Report Shows How Far ICE Goes to Make Obama a Deportation Hawk

The agency bent the rules to drive up its numbers.

By Seth Freed Wessler Dec 07, 2010

Last September, the garrisons in the federal immigration agency were put on a hypercaffeinated mission to get their deportation numbers up. They were so intent on appearing tough on immigrants, they cut corners and changed their accounting practices, recording in their annual deportation figure thousands of immigrants who had actually been deported the previous year or were expelled through alternative means.

According to the Washington Post, in an article by Andrew Becker of the Center for Investigative Reporting, ICE officials were instructed toward the end of fiscal year 2010 to find creative ways of ensuring that the year’s deportation tally met that of the previous year: a record 390,000. The article shows that ICE in fact set internal quotas for deportation, something about which the agency has previously equivocated.
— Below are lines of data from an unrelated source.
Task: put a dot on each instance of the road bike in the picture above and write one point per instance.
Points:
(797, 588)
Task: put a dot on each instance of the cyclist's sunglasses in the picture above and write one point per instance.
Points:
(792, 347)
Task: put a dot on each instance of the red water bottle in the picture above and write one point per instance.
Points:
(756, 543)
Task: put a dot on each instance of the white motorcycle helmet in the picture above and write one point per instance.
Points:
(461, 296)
And it details a set of practices that reflect an agency more committed to political poker than administering a sane immigration policy.
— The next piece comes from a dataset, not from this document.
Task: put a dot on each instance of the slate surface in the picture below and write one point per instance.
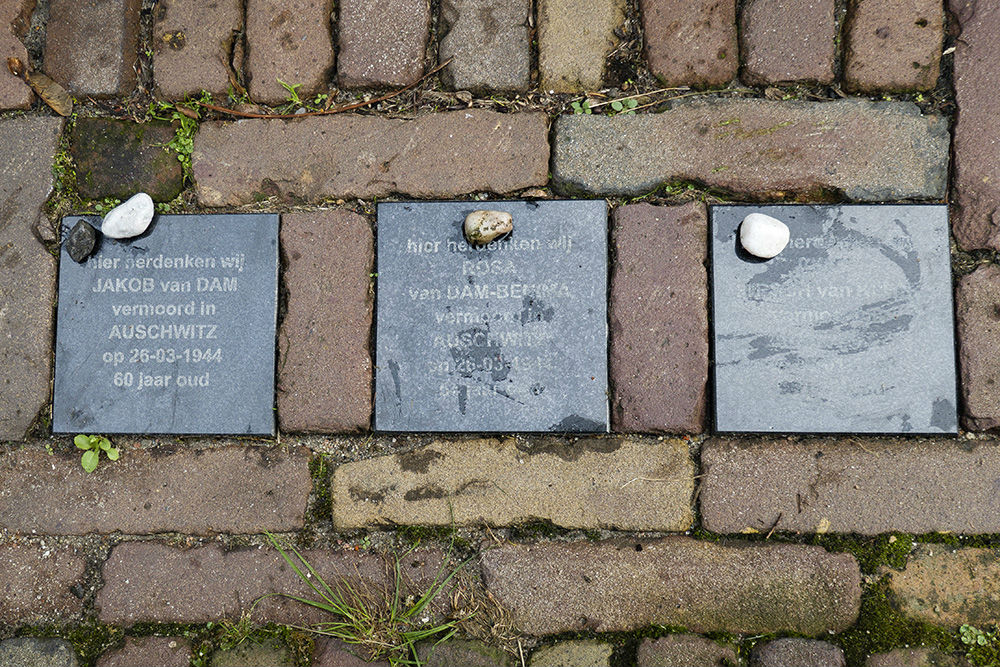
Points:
(138, 348)
(849, 329)
(511, 337)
The Obama administration has repeatedly boasted about its record deportation numbers. Just last week, while arguing in favor of the DREAM Act, Secretary of Homeland Security Janet Napolitano told reporters, "We have in the last two years led a historic move to remove a record number of illegal aliens of criminal offenses." She went on to say that the record setting number of deportations is the result of the government’s decision to uphold immigration law. 

But the law and order claim is tarnished by the facts. Far from simply upholding the law, the immigration agency bent the rules in order to artificially drive up its reported deportation number by about 25,000. 

Among other things, the agency instructed agents to offer more detained immigrants the option of what’s called "voluntary removal" rather than wait for a deportation order from overwhelmed immigration courts. According to the Washington Post, the practice did not succeed in driving the deportation numbers up, but it may have resulted in extended periods of detention for immigrants facing deportation. 

Earlier this year, ICE produced a conflict for itself when an official announced that the agency was well on its way to meeting its deportation quota; ICE had claimed previously it didn’t have quotas. ICE Secretary John Morton issued a statement soon after saying, "We are strongly committed to carrying out our priorities to remove serious criminal offenders first and we definitively do not set quotas."

The Post report, however, makes clear that the agency does in fact keep internal quotas and is willing to change its practices, even adjust counting mechanisms, to reach those quotas. The Obama administration has hoped by taking a tough-on-immigration stance it will better position itself for a broader immigration reform bill. That bill has not materialized, but the Post report reveals how far ICE has gone to bolster the administration’s hawkish narrative.